География детства — затерянный город, затопленный стеклянной толщей времени, теперь я в нем плыву, осматриваю залитые сумерками забытья проулки, пустыри — куда все делось? «Куда все делось?» — стоит в пересохшей гортани, я смотрю по сторонам, как душа смотрит на места, оставленные телом, удивляясь пропасти между теплотой прикосновения и безразличием. Душа без тела не способна ничего изменить…
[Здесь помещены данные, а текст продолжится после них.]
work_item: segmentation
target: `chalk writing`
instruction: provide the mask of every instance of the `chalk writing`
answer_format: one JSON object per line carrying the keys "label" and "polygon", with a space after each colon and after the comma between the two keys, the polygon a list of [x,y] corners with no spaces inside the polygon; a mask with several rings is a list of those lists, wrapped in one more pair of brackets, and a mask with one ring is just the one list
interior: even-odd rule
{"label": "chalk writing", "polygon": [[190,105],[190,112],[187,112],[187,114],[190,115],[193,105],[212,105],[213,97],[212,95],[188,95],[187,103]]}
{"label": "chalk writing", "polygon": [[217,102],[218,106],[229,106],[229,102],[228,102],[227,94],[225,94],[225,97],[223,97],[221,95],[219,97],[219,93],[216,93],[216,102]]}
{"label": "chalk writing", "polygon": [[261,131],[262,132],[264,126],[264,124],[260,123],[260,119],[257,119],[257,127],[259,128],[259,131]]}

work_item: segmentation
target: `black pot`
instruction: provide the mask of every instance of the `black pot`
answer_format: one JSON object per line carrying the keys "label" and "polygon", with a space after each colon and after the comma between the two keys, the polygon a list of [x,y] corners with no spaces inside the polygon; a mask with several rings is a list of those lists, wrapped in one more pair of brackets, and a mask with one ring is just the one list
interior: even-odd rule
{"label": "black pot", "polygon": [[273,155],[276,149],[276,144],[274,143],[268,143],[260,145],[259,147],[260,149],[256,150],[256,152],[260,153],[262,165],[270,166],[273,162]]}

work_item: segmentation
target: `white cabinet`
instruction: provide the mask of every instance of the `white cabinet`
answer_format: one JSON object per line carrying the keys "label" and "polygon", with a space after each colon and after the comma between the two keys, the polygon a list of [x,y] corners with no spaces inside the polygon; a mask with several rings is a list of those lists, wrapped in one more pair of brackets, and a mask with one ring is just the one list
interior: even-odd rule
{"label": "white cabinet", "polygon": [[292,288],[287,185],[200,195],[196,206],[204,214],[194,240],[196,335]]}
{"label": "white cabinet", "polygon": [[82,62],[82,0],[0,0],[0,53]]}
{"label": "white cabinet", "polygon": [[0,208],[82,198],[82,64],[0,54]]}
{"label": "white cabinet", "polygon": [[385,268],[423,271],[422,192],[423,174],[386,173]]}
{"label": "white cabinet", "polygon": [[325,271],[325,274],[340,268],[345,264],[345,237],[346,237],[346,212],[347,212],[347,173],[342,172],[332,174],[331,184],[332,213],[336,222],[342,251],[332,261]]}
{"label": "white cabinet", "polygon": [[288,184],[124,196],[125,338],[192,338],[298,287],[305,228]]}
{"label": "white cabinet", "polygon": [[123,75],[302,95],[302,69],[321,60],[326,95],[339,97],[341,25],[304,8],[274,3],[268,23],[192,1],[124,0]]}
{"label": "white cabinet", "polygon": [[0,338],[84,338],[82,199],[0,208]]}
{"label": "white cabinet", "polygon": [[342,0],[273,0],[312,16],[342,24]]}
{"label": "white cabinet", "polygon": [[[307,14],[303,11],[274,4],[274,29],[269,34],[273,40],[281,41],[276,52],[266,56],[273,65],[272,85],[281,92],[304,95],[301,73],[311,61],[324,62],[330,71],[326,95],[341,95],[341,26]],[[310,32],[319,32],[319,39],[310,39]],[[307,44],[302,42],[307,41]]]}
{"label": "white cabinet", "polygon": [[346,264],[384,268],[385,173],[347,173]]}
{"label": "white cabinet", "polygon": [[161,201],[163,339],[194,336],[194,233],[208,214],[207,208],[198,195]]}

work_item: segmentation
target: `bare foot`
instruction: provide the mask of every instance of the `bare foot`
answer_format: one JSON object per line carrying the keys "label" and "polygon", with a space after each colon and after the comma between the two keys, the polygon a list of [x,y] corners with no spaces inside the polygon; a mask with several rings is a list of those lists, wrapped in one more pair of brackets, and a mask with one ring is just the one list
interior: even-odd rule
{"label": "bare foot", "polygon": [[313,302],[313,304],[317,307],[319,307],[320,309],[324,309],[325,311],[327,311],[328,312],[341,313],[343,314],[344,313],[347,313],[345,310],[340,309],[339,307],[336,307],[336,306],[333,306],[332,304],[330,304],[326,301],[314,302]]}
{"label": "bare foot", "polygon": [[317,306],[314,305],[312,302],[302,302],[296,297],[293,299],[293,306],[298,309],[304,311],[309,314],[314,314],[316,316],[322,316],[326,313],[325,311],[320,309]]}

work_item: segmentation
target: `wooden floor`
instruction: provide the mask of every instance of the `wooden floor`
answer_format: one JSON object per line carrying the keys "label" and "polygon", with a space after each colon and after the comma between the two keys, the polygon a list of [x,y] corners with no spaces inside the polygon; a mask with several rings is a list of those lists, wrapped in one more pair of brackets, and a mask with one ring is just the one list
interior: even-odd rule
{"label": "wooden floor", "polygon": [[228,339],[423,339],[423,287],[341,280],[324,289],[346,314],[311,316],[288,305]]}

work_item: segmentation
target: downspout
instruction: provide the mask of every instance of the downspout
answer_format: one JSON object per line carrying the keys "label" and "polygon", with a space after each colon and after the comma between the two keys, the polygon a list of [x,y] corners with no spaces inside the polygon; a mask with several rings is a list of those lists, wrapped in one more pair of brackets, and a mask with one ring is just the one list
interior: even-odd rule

Первые дни я жадно поглощал Баку, Апшерон — все их доступные коротким вылазкам места. Я исходил город, изъездил на такси полуостров. Долго не решался явиться на Артем… Но все-таки решился и спустя семнадцать лет пришел к дому, думал, он исчез, но он стоит. Обшарпанный, с замшелой кровлей, с окнами, затянутыми мутью полиэтилена, с садом, засохшим полностью, полным корявых голых стволов вишни, алычи, абрикосов, инжира, хурмы, которые росли вместе со мной.
Я прикрыл глаза и услышал резкий, короткий звук, высекаемый комком газеты по оконному стеклу — сжать крепко в кулаке, еще обжать, расплющить и поводить хорошенько по стеклу, растереть газетную краску, большое содержание свинца, хрусталь есть стекло со свинцом, и, втирая так газету, втираешь и свинец, то есть особенную прозрачность, с которой весна взламывает плоскость. Сквозь нее врывается в меня море света: весна, штиль — только в штиль мама решалась открывать окна, иначе пыль и песок занесут комнаты: она стоит вся в солнце на подоконнике и медленными кругами машет будущему за горизонтом.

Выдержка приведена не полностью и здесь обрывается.